Children in Nigeria, Somalia, South Sudan and Yemen might die of malnutrition in the government does not make adequate efforts to provide food and water for these affected areas.
As violence drives people in the Northern part of Nigeria, Somalia, South Sudan and Yemen away from their homes and farm lands, malnutrition rates, as stated by the United Nations Children’s Fund (UNICEF), “ will continue to soar not just in these four countries, but also in the Lake Chad basin and the Greater Horn of Africa if humanitarian agencies do not get the access and resources they need to reach the most vulnerable, lives will be lost.”
UNICEF Director of Emergency Programmes, Manuel Fontaine, made this known in a press statement yesterday in Jalingo, Taraba State.
UNICEF Chief of Communication, Doune Porter, who represented him, said children in the aforementioned countries “can’t wait for yet another famine declaration before we take action.”

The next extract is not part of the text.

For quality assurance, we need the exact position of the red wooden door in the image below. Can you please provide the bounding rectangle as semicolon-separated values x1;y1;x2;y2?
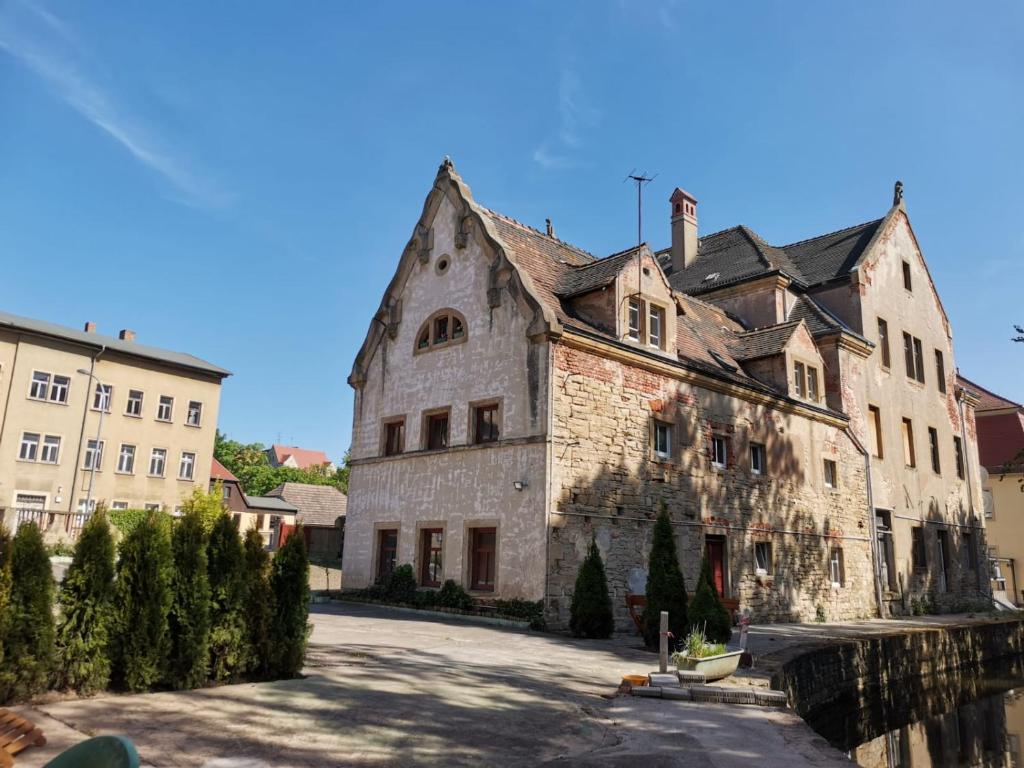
706;538;726;596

Calling for urgent measure to halt the estimated numbers of children from dying as a result of malnutrition, he said “from Somalia in 2011 by the time famine was announced, untold numbers of children had already died. That can’t happen again.”
To arrest the situation, UNICEF “will require close to $255 million to provide these children with food, water, health, education and protection services for just the next few months.”
The remaining funds will help protect children affected by conflict and displacement and provide them with education services. Cash assistance will also be offered to the most vulnerable families.
In northeast Nigeria where most of the children are imminent to death, UNICEF has resolved to reach out to 3.9 million people with emergency primary healthcare services this year, treat 220,000 severely malnourished children under the age of five, and provide more than a million people with access to safe water.
Meanwhile, UNICEF Nutrition Specialist, Walton Beckley yesterday said that mothers were being trained to “properly feed” their children and wards in Internally Displaced Persons (IDPs) camps to prevent severe malnutrition.
Beckley spoke yesterday at the “Infant and young child feeding counseling training” of 24 mothers at the School of Nursing and Midwifery, Maiduguri.